Keempat, Kepuasan Masyarakat kepada Pemerintah dan Tenaga Medis. Data Lembaga Survei Indonesia menyatakan bahwasanya 37,2 persen masyarakat menyatakan tidak puas terhadap kinerja pemerintah menangani wabah virus corona. Angka ketidakpuasan masyarakat ini meningkat dalam enam bulan terakhir dari posisi Agustus tahun lalu sebesar 32,9 persen.
“Kekecewaan itu antara lain diekspresikan melalui tagar #indonesiaterserah dan #terserahindonesia. Analisis kedua tagar tersebut selama 14 - 18 Mei 2020 berhasil merekam total 10.581 kicauan dari lima provinsi di Jawa,” ujar Prof. Jamal.
“Adapun perlindungan terhadap tenaga medis yang harus dijamin pelaksanaanya yaitu seperti adanya waktu kerja yang sesuai bagi tenaga medis pada masa Covid-19 agar tetap proporsional sesuai dengan Pasal 77 UU Ketenagakerjaan yang tujuannya untuk mencegah adanya penurunan kondisi fisik para tenaga medis, dimana hal ini menjadi sangat penting untuk menjaga kesehatan para tenaga medis. Lebih lanjut mengenai hak dan kewajiban dokter diregulasikan dalam Pasal 51(a) UU Praktek Kedokteran,” ujar Prof. Jamal.
Sedangkan untuk konsep idealnya, perlu adanya regulasi mengenai adanya pengaturan penggunaan APD dari level 1, 2 dan 3 sesuai lokasi fasilitas kesehatan dan tingkat risiko penularan serta adanya pengenaan kewajiban di setiap rumah sakit dan fasilitas kesehatan mengadakan APD dan obat-obatan dalam jumlah yang ideal.
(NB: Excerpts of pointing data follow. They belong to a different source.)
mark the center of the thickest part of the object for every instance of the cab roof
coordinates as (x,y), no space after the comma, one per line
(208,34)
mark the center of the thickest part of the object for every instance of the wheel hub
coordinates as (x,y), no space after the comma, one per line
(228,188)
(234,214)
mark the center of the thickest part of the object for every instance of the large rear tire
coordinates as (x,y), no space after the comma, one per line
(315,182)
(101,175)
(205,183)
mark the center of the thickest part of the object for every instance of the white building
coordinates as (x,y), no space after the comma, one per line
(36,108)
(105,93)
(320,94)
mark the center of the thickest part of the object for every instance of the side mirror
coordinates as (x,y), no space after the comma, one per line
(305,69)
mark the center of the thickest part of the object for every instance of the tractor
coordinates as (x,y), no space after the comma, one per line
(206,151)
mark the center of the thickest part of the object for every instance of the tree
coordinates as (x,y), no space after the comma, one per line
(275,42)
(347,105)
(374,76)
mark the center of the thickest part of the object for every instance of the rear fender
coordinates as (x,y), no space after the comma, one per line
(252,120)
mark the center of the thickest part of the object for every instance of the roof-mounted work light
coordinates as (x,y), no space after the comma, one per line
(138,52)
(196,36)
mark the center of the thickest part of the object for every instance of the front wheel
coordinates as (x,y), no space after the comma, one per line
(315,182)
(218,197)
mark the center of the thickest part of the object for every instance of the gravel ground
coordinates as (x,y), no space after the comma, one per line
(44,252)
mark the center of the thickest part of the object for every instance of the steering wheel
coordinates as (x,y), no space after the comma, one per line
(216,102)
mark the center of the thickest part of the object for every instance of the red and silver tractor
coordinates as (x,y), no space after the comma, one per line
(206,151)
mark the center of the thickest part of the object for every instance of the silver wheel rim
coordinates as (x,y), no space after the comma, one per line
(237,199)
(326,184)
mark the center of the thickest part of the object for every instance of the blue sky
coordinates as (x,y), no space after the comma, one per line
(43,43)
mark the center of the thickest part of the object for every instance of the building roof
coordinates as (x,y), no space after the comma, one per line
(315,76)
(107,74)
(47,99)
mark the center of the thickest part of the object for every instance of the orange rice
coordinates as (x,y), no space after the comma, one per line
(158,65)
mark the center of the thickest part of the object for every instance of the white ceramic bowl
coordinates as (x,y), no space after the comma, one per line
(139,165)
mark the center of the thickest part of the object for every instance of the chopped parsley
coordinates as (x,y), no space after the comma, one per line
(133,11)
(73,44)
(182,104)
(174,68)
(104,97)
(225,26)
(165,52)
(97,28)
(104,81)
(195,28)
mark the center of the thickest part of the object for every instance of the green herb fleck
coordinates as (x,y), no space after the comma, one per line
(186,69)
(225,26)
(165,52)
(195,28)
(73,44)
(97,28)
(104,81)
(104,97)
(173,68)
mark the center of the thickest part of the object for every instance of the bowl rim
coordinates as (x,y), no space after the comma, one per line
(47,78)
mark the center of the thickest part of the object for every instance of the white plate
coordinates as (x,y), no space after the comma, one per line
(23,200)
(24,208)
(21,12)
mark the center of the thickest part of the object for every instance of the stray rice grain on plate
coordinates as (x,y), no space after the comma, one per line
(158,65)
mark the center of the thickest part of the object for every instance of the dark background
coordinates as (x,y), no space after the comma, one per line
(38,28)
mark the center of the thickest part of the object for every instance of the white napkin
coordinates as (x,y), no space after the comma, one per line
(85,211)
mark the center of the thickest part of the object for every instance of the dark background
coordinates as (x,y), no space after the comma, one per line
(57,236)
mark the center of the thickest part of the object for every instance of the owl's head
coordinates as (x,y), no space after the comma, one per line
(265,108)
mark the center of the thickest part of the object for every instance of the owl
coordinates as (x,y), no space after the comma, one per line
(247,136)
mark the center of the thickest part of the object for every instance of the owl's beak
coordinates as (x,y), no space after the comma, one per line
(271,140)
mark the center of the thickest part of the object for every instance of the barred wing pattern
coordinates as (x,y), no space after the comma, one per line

Serta adanya pelaksanaan norma K3 rumah sakit yang harus dioptimalkan. Kemudian perlu adanya pengaturan perlindungan waktu bekerja bagi tenaga medis dalan penanggulangan Covid dan skema komposisi tenaga medis yang sesuai dengan komposisi jaga. Lalu adanya pengaturan mengenai pelaksanaan informed consent sesuai dengan perundang-undangan untuk ditegakkan, serta pemberian perlindungan hukum melalui lembaga bantuan hukum.
“Permasalahan hukum pada RS yang secara langsung menyebabkan kinerja tenaga medis terganggu dimana hal ini tentu berada di luar bagian profesi tenaga medis. Sehingga adanya pengaturan mengenai kewajiban setiap rumah sakit untuk didampingi atau memiliki lembaga bantuan hukum guna mengatasi permasalahan hukum yang terjadi,” imbuhnya.
Dalam FGD tersebut, turut menghadirkan beberapa pembicara diantaranya Direktur RS UNS, Prof. Dr. Hartono, dr. M.Si., Wakil Direktur Pendidikan dan Penelitian, Tonang Dwi Ardyanto, dr. Ph.D., dan dr. Gregorius Yoga Panji Asmara, S.H.,M.H.